As críticas de Veiga-Neto (1996, 1997) são bastante incisivas ao revelar as inconsistências do discurso propalado pelos pesquisadores da interdisciplinaridade. Realmente em suas concepções iniciais, faltou ao movimento uma maior preocupação com outros fatores externos ao processo epistemológico e pedagógico. Houve até mesmo um exagero na confiança de que uma mudança curricular instauraria uma mudança no próprio mundo, embora saibamos que, de certa forma, a configuração curricular revela a sociedade que se pretende construir ou manter.

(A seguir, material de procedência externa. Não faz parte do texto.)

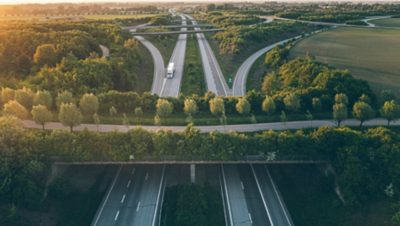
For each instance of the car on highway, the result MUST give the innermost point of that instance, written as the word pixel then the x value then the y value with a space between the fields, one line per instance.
pixel 170 70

A despeito das críticas acertadas, a perspectiva pós-estruturalista adotada por Veiga- Neto (1996, 1997) desconstrói em demasia o discurso interdisciplinar. É certo que há

contradições e inconsistências inerentes ao discurso do chamado movimento pela interdisciplinaridade, mas não nos parece que este pretenda eliminar a estrutura disciplinar do currículo, mas apenas buscar meios de aproximá-las, para que a prática pedagógica não se torne uma imensa colcha de retalhos, como vem acontecendo no sistema de ensino brasileiro. A partir do momento em que uma disciplina é ensinada apenas como uma matéria dissociada da vida do aluno, e das demais disciplinas o sentido do aprender resume-se à aprovação em testes que, por sua vez não comprovam, nem garantem a aprendizagem.

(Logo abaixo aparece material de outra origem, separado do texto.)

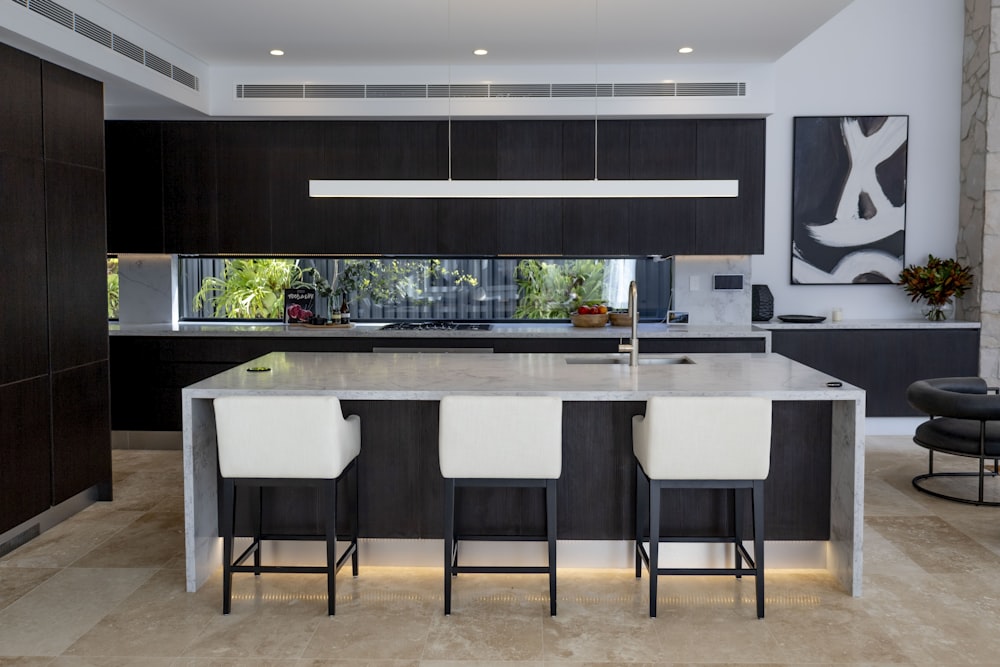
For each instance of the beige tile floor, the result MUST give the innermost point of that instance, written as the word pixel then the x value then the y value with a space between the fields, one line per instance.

Embora se saiba que nenhum currículo escolar vai garantir, por si só, a transformação social, o aporte a várias disciplinas para solucionar problemas não deve ser considerado apenas utopia, slogan ou falácia. Na verdade, Veiga-Neto (1997, p. 82/83) deixa explícita a idéia de que o movimento pela interdisciplinaridade precisa deslocar o olhar para fora da moldura do quadro, para que tenha condições de superar o nível discursivo.

[...] compreender em que medida nos aprisionamos na idealidade de nossos discursos não é condição suficiente para mudar o mundo, mas é uma condição necessária. E se quisermos, como educadores, lutar pelas utopias, é preciso que lutemos para que aconteçam neste nosso mundo e não no mundo abstrato das idéias.

Recriminação ou conselho, a crítica de Veiga Neto sobre o movimento pela interdisciplinaridade provoca uma reflexão e uma revisão de suma importância para os interessados no assunto. Afinal, se existe a crença em um ensino interdisciplinar é preciso que seus objetivos estejam claros e se realizem “neste nosso mundo”.